GALLIM, the interdisciplinary arts organization and contemporary dance company led by Andrea Miller, presented an evening-length work at The Joyce Theater in November 2025. In the company’s latest work, MOTHER, Miller “confronts what she calls the ‘Apocalypse of Matter’: our growing distance from touch, skin, and organic surrender.” MOTHER is a journey of thoughtful whimsy and curious surrealism, brought to life with an original score by Frédéric Despierre.
Miller’s work has a distinctive quality and aura to it, and this production carried those elements throughout. The stage had a simple backdrop with a striking black gash in its otherwise white continuity. It’s both a calm entity and one of power and possibility – anything could come through that gash and burst onto the stage. Spoiler alert: nothing does. But what did come onto the stage was indeed profound and magnetizing. The times I’ve seen GALLIM perform have left me with the same thoughts…that I’m not certain I understand what I was supposed to, and that it probably doesn’t matter.
The thing about dance is that it touches us in ways words cannot. We feel things we can’t describe. In this work, that idea kept coming back to me – the fact I felt something, and the (unfortunate, as a reviewer) fact that I struggled to find the words to convey those feelings. I felt a sense of birth, the struggle of it, and the mystery of it. I felt the tensions between the dancers as much as I felt the unity and flow between them. Movement-wise, the dancers employed both ballet lines and deeply intuitive noodling, the combination of which was pleasing to witness.
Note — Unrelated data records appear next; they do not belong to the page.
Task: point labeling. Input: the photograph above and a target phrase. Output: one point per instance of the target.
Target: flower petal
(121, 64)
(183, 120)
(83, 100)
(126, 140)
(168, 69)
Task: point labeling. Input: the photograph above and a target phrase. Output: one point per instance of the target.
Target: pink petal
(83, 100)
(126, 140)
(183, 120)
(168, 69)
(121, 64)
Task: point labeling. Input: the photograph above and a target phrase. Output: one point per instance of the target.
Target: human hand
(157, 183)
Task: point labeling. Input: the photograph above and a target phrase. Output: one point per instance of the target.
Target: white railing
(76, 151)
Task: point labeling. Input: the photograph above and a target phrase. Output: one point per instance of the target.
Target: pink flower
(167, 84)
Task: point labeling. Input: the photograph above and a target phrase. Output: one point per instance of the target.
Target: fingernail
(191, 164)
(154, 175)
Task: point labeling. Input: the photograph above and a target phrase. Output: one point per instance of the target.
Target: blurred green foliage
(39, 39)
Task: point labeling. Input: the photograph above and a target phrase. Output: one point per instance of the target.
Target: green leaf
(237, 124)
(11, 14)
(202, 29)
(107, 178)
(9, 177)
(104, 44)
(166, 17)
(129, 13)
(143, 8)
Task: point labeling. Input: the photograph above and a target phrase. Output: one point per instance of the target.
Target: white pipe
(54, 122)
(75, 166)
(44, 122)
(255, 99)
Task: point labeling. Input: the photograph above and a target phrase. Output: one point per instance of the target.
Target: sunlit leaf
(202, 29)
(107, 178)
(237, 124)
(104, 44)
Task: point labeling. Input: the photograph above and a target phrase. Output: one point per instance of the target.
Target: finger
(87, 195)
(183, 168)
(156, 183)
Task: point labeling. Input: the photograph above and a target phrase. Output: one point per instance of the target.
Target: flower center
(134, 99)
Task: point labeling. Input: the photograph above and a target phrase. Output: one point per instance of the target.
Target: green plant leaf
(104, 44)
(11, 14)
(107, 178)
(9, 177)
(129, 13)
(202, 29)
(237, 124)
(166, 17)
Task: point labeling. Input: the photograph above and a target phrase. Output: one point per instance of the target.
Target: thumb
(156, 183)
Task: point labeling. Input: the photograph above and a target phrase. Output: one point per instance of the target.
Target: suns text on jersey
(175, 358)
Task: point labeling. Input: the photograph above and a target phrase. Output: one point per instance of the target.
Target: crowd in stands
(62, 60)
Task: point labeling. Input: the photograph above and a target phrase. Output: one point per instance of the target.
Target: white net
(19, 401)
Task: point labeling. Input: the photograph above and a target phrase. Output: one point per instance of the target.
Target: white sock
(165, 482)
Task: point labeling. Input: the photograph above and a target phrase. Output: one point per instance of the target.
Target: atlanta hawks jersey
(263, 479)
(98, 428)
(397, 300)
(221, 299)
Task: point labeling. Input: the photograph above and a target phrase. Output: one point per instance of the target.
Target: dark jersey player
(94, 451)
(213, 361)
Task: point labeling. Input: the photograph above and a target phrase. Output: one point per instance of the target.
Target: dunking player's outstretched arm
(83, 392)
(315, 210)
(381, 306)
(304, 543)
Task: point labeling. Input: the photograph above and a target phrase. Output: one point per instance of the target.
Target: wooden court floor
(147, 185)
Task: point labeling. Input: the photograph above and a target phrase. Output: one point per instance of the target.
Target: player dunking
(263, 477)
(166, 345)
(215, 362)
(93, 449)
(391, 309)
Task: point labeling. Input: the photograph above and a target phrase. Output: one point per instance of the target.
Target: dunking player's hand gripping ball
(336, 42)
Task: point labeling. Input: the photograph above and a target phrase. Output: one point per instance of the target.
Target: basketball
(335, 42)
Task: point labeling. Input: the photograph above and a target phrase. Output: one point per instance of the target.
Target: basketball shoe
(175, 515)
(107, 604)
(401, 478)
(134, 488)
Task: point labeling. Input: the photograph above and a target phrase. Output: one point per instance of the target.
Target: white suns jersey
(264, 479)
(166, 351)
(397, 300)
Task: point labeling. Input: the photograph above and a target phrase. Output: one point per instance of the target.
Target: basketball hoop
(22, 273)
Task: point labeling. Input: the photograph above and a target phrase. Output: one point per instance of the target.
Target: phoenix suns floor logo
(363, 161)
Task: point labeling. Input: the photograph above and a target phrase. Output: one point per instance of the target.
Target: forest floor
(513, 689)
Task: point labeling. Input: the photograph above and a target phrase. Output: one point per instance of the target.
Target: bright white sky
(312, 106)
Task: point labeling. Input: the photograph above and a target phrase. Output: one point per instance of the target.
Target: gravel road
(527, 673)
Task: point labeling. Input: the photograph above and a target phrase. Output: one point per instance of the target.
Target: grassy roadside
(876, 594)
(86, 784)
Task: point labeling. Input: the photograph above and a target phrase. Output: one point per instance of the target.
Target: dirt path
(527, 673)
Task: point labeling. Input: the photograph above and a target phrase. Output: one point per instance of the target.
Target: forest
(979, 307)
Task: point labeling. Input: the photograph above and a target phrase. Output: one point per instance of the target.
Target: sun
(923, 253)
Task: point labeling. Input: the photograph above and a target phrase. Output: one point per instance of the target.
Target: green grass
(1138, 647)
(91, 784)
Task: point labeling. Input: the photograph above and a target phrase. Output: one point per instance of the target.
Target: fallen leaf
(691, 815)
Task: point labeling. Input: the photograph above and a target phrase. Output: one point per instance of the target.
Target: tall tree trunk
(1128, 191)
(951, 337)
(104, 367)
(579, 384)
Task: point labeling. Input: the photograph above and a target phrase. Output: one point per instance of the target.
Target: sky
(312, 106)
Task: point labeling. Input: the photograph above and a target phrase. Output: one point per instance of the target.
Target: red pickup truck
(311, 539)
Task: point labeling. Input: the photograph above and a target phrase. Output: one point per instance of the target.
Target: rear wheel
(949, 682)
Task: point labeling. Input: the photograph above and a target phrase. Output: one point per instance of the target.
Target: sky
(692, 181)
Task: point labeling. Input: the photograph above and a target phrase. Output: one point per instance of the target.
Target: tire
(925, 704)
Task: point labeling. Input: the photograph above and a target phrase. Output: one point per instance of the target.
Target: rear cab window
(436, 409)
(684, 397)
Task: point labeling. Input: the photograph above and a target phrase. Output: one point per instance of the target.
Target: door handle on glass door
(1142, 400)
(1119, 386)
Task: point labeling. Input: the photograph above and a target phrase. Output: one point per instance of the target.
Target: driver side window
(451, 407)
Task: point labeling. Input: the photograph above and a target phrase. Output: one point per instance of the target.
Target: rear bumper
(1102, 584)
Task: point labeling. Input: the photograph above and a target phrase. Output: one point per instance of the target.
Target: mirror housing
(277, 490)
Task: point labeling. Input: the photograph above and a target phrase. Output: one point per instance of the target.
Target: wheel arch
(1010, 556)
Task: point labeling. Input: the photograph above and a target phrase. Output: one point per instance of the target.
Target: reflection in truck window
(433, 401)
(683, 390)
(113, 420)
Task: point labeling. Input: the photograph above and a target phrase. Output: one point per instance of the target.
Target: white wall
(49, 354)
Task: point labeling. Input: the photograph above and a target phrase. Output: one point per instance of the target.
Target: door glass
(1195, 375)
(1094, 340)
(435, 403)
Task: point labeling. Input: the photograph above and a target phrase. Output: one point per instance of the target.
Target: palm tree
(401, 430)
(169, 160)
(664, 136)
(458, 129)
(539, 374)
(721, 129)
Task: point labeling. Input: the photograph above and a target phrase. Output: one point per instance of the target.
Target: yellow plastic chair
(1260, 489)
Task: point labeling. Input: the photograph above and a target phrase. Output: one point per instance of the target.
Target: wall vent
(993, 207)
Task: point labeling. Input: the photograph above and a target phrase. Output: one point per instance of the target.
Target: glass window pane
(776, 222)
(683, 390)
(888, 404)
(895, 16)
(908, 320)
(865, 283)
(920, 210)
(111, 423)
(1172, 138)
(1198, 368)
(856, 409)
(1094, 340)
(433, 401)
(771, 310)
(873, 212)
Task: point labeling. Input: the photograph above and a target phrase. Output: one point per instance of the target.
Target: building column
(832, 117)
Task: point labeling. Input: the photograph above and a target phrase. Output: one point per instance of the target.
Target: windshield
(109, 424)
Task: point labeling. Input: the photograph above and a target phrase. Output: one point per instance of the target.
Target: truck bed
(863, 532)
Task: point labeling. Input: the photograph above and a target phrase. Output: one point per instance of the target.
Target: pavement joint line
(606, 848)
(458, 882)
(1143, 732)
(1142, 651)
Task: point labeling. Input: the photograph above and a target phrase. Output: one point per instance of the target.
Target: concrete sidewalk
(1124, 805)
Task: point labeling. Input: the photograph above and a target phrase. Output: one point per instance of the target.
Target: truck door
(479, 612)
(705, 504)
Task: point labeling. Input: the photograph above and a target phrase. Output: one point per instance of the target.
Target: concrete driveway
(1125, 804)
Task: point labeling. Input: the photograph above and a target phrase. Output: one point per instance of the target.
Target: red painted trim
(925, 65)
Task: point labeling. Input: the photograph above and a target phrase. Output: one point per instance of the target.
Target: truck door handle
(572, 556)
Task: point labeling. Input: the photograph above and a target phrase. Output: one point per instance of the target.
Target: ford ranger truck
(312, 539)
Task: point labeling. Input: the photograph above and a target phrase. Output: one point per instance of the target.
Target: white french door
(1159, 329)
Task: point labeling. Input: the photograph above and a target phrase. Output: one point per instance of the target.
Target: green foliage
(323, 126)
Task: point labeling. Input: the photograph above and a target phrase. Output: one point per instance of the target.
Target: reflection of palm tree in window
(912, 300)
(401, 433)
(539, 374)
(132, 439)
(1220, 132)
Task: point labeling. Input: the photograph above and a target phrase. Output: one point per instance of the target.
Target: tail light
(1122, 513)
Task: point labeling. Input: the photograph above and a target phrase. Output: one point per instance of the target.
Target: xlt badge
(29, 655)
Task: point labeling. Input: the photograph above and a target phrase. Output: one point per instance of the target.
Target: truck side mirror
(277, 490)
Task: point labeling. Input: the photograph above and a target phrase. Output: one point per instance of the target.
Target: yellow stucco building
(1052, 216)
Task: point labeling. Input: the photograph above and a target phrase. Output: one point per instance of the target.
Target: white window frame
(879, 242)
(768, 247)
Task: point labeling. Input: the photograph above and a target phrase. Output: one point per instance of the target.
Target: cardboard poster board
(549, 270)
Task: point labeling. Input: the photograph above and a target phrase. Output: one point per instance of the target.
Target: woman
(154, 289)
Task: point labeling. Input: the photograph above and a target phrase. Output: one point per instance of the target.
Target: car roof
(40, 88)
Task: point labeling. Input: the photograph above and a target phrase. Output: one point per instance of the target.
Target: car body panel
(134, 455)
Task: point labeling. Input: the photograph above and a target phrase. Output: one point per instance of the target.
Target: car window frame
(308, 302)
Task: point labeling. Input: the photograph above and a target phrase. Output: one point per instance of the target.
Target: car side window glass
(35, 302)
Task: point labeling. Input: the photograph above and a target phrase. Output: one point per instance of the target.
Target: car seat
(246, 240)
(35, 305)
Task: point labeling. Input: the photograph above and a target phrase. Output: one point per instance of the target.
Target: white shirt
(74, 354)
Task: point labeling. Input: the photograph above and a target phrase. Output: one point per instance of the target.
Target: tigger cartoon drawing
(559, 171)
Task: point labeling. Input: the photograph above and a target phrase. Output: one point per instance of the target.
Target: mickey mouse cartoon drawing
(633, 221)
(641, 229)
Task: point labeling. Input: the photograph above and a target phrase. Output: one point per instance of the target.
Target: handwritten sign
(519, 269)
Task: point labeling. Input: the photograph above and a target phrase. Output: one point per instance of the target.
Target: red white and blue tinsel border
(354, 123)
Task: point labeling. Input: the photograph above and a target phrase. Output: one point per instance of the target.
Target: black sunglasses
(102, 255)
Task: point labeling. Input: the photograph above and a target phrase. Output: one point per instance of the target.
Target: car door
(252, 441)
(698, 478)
Costumes (Orly Anan) accentuated this sense, unitards or leotards with mesh, revealing form without nudity, and in various degrees as the lighting changed. At one point, a large creature joined the cast of slithering forms – an all-white being, dressed in fringe from head to toe. Imagine an overly excited snowman dressing up as a flapper for Halloween, but that also might be a ghost? In this tale, the snowman/flapper/ghost started off as friendly but became more complicated as the piece progressed. Not unlike life.
The humanity of MOTHER is that we are all creators of something. The dancers onstage did not embody traditional roles all the time (although sometimes), but did embody the sense that they were both a group and also individuals at different points. Driven by the trance-inducing score of Despierre, the work draws in the audience in ways that transcend language. Even though I would have enjoyed a bit more punctuation of sound or movement to break up some of the trance-like qualities, journeying to this world of esoteric creation was a pleasant trip.
By Emily Sarkissian of Dance Informa.